The great part about this? You don’t have to do anything! Clutter is on automatically so you can move right along to the next tip.
Sync your files
Regardless of how connected you are, you’ll inevitably run into a situation where you don’t have Internet access. Just because you’re without access doesn’t mean your efficiency has to go down.
You can continue to work on your OneDrive for Business or SharePoint Online documents offline and sync them back to the server when you have an Internet connection. The OneDrive for Business app should be installed as part of Office Pro Plus. If you don’t see it, click on OneDrive from the app launcher in Office 365, click Sync from the top navigation, then follow the prompts. The same button is available in SharePoint Online document libraries.
Kill the email tree
Here’s the situation: You have a report due in three days and you need input from John, Jane, Mary, and Peter. You email all of them asking for input. John and Jane reply with their input. Mary didn’t see your email. Peter replies and copies Beth. Beth replies but bcc’s David. David replies to all but forgets to include Beth. You finally have all the input and you’re about to finalize the report but Mary, at the last minute, replies to all but doesn’t look at the input from Beth and David. So now you have to add her feedback and resend the new version for everyone to review.
This story can go on and on until your hair turns gray out of frustration, but there’s a better way to do this: Kill the email tree. Use Yammer instead.

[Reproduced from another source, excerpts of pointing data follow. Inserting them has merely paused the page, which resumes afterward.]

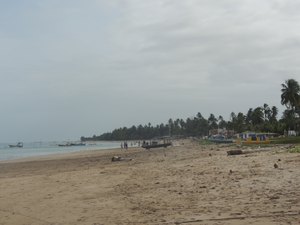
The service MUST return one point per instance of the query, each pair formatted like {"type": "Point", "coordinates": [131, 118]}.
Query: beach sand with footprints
{"type": "Point", "coordinates": [184, 184]}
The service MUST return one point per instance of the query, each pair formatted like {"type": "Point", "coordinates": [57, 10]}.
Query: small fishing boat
{"type": "Point", "coordinates": [18, 145]}
{"type": "Point", "coordinates": [253, 138]}
{"type": "Point", "coordinates": [220, 139]}
{"type": "Point", "coordinates": [162, 143]}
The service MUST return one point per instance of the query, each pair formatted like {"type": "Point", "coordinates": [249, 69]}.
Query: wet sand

With Yammer, everyone will see everyone’s feedback. If someone new comes along, that person will see everyone’s feedback. So there. No more email trees.
Get modern with your attachments
In the old world, you would work on a document, save it in a document library, assign the right permissions to the library, grab the link for the document, fire up Outlook, start an email, then send the link to that document to your colleagues so they can coauthor with you.

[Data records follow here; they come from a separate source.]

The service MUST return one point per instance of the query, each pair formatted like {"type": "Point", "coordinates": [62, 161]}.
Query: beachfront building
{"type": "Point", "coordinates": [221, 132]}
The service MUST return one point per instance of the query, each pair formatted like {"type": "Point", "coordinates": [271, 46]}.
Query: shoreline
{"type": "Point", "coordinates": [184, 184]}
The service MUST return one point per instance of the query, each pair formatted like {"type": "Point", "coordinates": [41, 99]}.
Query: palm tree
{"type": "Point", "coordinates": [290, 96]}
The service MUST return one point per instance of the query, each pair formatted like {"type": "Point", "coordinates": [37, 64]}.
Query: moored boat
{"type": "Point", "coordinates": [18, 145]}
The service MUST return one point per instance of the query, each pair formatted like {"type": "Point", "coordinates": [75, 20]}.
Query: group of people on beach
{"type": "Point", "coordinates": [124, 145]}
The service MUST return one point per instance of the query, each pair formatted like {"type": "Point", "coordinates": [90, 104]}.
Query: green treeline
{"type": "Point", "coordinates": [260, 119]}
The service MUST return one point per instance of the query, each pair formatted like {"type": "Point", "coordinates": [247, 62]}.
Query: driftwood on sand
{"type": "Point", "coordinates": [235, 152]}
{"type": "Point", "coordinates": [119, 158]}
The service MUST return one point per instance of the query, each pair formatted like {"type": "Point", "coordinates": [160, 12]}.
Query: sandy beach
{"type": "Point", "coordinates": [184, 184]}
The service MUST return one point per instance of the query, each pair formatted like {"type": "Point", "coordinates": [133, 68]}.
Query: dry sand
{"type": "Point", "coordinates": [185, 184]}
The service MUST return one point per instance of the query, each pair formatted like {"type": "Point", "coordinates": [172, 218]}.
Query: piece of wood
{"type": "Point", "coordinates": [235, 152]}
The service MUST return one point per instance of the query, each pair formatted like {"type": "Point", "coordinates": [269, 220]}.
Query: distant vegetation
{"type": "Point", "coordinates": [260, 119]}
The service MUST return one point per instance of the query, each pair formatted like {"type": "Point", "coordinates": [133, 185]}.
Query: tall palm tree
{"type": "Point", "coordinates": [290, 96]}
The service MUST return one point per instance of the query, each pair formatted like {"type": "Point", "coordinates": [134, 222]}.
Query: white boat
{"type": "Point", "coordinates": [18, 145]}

In the new world, Modern Attachments is the thing. Here’s how it works: You’re on fire. You’ve got four documents you just finished and saved in SharePoint or OneDrive. You go to Outlook, create a new email, and add the recipients. When you click the Attach File button, you see a list of the most recent documents you were working on. From the list, you can pick the document you want to share. Then you remember one of the recipients doesn’t have access to the library. No problem. You can grant access to the file right from Outlook to the recipient without going to OneDrive or SharePoint first. How’s that for modern?